The SEC charged the FASB with creating the guidelines for financial reporting. Hence, all accounting professionals must follow them to produce accurate and reliable financial statements. These guidelines are called the Generally Accepted Accounting Principles, or GAAP for short. 

The Public Company Accounting Oversight Board (PCAOB)

Another organization formed by the Securities and Exchange Commission is the Public Company Accounting Oversight Board, also known as the PCAOB. The PCAOB oversees accounting professionals who provide independent audit reports for publicly traded companies. 

The SEC's Division of Enforcement

Big Brother is watching. 

The SEC’s Division of Enforcement (Enforcement) aims to determine whether any persons or entities violated federal securities laws. 

More often than not, investigations are confidential. This is to ensure their effectiveness and protect the privacy of those involved. Because of this, the Enforcement Division won’t confirm or deny the existence of an investigation unless the Securities and Exchange Commission brings charges against a person or entity involved. Furthermore, you won’t be able to receive updates on any pending SEC investigations.
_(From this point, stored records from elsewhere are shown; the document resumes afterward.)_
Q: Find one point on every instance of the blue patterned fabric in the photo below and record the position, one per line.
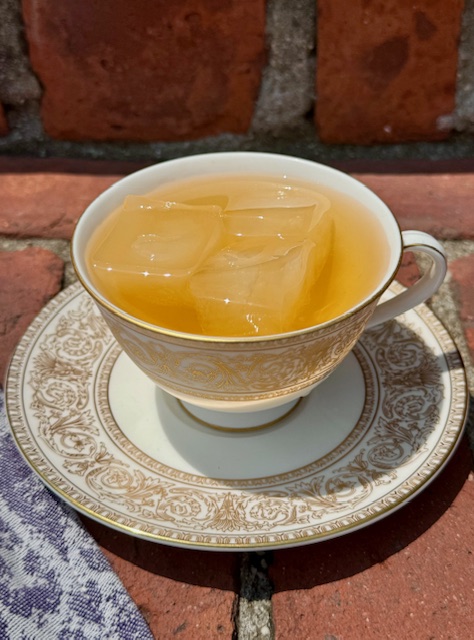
(55, 582)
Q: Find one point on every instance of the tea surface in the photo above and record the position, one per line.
(238, 255)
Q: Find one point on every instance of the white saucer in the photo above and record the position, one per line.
(108, 441)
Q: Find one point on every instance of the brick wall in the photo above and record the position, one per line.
(158, 78)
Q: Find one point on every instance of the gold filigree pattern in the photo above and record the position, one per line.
(226, 371)
(404, 441)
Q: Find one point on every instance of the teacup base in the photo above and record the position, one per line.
(241, 421)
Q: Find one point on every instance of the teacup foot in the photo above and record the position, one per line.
(241, 421)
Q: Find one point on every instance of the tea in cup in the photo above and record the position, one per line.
(239, 281)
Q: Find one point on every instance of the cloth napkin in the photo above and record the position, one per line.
(55, 582)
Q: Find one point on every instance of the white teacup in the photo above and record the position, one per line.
(267, 375)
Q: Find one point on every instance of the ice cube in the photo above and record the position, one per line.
(255, 286)
(276, 209)
(162, 242)
(160, 237)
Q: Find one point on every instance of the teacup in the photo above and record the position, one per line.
(251, 381)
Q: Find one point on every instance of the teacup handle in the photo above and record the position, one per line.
(416, 241)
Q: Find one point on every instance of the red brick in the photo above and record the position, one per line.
(440, 204)
(386, 70)
(408, 576)
(28, 279)
(409, 271)
(146, 70)
(46, 204)
(3, 122)
(183, 593)
(462, 272)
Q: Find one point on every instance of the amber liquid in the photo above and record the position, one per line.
(358, 259)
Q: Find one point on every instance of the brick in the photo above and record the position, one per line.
(181, 592)
(386, 70)
(409, 271)
(28, 279)
(45, 204)
(146, 70)
(408, 576)
(3, 122)
(462, 272)
(440, 204)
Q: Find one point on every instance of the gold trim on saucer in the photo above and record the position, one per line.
(57, 403)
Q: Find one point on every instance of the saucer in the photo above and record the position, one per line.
(102, 436)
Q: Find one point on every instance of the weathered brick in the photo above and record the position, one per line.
(3, 122)
(409, 576)
(28, 279)
(462, 272)
(146, 70)
(44, 204)
(440, 204)
(386, 69)
(181, 592)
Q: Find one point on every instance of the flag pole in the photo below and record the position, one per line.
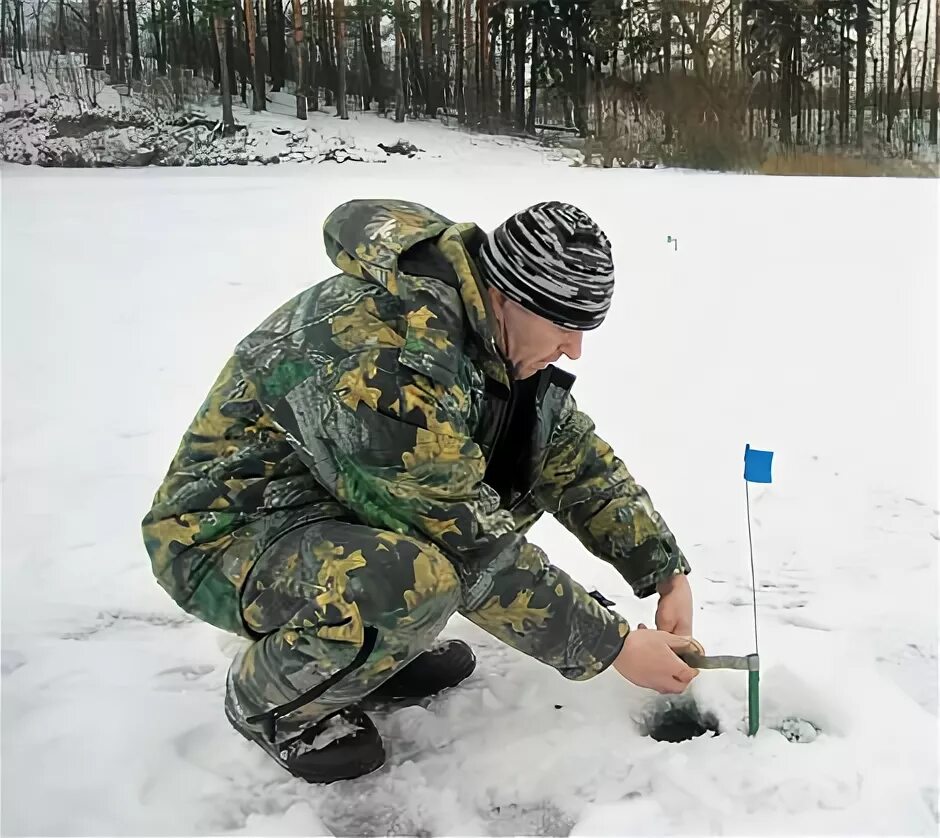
(756, 468)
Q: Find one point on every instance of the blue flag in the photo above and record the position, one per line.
(757, 465)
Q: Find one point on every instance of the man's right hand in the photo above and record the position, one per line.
(648, 659)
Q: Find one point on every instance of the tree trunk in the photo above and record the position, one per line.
(731, 35)
(368, 49)
(445, 68)
(797, 76)
(18, 36)
(520, 18)
(136, 68)
(162, 59)
(923, 68)
(936, 93)
(399, 69)
(909, 27)
(881, 55)
(505, 109)
(459, 94)
(469, 48)
(339, 21)
(258, 91)
(95, 44)
(534, 69)
(197, 50)
(60, 28)
(122, 43)
(819, 120)
(843, 78)
(238, 52)
(786, 87)
(258, 102)
(3, 35)
(327, 49)
(665, 27)
(301, 90)
(277, 49)
(892, 66)
(427, 71)
(483, 61)
(491, 71)
(228, 121)
(111, 23)
(183, 35)
(861, 28)
(440, 82)
(215, 53)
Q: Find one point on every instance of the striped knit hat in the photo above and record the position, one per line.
(555, 261)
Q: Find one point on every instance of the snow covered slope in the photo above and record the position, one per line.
(777, 322)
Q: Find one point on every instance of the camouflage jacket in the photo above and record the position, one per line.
(379, 396)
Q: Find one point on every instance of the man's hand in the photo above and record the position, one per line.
(674, 613)
(648, 659)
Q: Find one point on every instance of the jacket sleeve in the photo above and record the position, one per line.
(394, 447)
(589, 490)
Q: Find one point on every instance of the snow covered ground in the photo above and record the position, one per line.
(123, 294)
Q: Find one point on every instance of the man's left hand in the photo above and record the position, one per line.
(674, 612)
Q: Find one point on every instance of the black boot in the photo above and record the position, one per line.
(341, 747)
(432, 671)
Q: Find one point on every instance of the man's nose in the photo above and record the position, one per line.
(572, 347)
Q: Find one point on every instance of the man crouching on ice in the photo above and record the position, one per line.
(368, 462)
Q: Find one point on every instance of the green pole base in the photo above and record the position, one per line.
(753, 695)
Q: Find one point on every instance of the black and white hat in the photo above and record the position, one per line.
(554, 260)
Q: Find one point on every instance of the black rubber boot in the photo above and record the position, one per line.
(430, 672)
(341, 747)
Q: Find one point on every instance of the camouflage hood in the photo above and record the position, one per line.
(384, 241)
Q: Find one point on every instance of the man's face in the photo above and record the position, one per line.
(532, 342)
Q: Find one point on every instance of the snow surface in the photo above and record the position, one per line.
(780, 321)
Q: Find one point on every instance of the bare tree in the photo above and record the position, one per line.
(136, 68)
(459, 94)
(258, 91)
(95, 44)
(399, 64)
(892, 64)
(520, 16)
(861, 27)
(228, 120)
(923, 66)
(339, 21)
(936, 92)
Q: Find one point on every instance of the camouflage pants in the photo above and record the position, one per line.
(335, 599)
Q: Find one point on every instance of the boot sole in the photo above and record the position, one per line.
(349, 770)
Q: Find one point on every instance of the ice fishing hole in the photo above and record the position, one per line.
(676, 719)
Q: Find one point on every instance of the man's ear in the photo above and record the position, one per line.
(497, 298)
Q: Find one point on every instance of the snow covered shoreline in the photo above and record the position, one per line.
(53, 129)
(825, 353)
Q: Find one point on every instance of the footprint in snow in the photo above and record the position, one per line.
(180, 677)
(10, 661)
(804, 622)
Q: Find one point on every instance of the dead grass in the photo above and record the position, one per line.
(835, 165)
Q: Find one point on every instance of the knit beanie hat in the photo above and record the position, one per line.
(553, 260)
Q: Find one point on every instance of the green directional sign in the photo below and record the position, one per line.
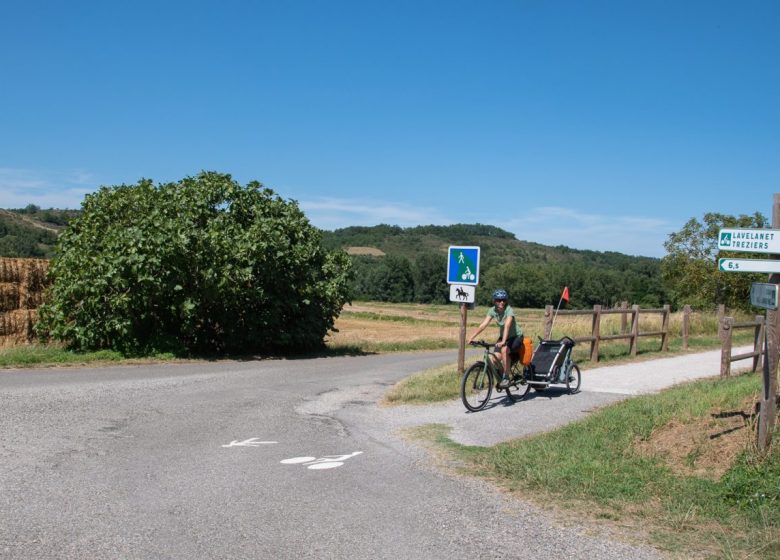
(748, 265)
(749, 240)
(463, 266)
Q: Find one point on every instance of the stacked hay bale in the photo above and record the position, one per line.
(22, 283)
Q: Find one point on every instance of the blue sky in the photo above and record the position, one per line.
(599, 125)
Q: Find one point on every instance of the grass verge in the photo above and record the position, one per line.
(46, 355)
(610, 466)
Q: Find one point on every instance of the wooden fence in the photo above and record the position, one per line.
(726, 328)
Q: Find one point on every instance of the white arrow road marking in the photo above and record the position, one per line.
(327, 462)
(251, 442)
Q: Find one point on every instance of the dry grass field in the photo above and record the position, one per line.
(384, 327)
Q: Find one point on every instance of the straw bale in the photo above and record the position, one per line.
(16, 327)
(29, 277)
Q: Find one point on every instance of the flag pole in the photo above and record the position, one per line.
(555, 315)
(565, 292)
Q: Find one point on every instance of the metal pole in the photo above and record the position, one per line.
(768, 410)
(462, 345)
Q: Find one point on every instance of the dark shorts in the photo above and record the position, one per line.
(514, 343)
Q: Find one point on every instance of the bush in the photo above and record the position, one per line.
(203, 265)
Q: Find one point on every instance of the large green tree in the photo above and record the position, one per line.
(204, 264)
(690, 268)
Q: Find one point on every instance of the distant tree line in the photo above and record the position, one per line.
(396, 279)
(18, 240)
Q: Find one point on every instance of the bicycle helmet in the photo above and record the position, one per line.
(500, 294)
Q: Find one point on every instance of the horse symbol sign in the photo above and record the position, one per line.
(463, 266)
(462, 294)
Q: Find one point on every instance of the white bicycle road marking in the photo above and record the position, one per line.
(327, 462)
(251, 442)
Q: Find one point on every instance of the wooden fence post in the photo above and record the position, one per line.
(624, 318)
(758, 342)
(725, 346)
(686, 325)
(596, 334)
(665, 328)
(548, 315)
(634, 330)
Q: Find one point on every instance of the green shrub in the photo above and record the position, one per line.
(202, 265)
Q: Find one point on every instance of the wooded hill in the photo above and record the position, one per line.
(413, 267)
(409, 264)
(31, 231)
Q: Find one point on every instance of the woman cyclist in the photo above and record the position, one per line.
(510, 335)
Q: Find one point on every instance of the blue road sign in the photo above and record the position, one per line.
(463, 266)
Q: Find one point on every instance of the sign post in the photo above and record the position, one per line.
(761, 295)
(768, 410)
(463, 277)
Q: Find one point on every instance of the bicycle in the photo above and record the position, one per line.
(477, 382)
Interestingly, the charges laid are criminal, not civil.

Common violations include:

  •  misrepresenting important information about potential investments, 
  • manipulating the market prices of securities, 
  • stealing customers’ funds or securities,
  •   insider trading, and 
  • selling unregistered securities.

What Is Insider Trading?

While many people will tell you there’s no one definition of insider trading, there’s a consensus about what it means. But we know the Securities and Exchange Commission is there to keep it from happening. 

For example, trading a company’s securities based on confidential or non-public information about a company is considered insider trading. 

When I hear insider trading, I immediately think of Martha Stewart. That said, let’s take a walk down memory lane…

What Did Martha Stewart Do That Landed Her in Jail?

In 2001, the doctor who founded ImClone, a pharmaceutical company, got bad news. The FDA was not going to approve their experimental cancer drug Erbitux. The doctor told his friends and family before it became public knowledge. Included in that list was Martha Stewart’s stock broker. And you can guess what happens next; Martha sold more than $200,000 worth of ImClone stock shares, “saving herself $45,000 in the process.” I can’t blame her…

Within 18 months of selling that stock based on the illegal tip, the feds indicted Martha. Dawning the stripes, she headed to West Virginia for a 5-month prison sentence. 

And the list of charges from the Securities and Exchange Commission goes on. A quick Google search reveals thousands of fraud cases uncovered by the SEC.

SEC Charges Investment Adviser and Others With Defrauding Over 17,000 Retail Investors

On February 4, 2021, The Securities and Exchange Commission charged three people for running a Ponzi-like scheme. The scheme raised over $1.7 billion from securities issued by GPB Capital. The SEC also charged them with violating the whistleblower protection laws. 

The owner of GPB Capital lied to investors about the source of money used to make an 8% annualized distribution payment to investors. Essentially, they manipulated the financial statements, giving the false appearance that the funds’ income was closer to generating sufficient income to cover the distribution payments than it was.

Final Thoughts

The Securities and Exchange Commission is crucial to the efficient operation of the United States economy. By instilling trust in investors in the United States stock market, we can hope for greater transparency and a thriving economy.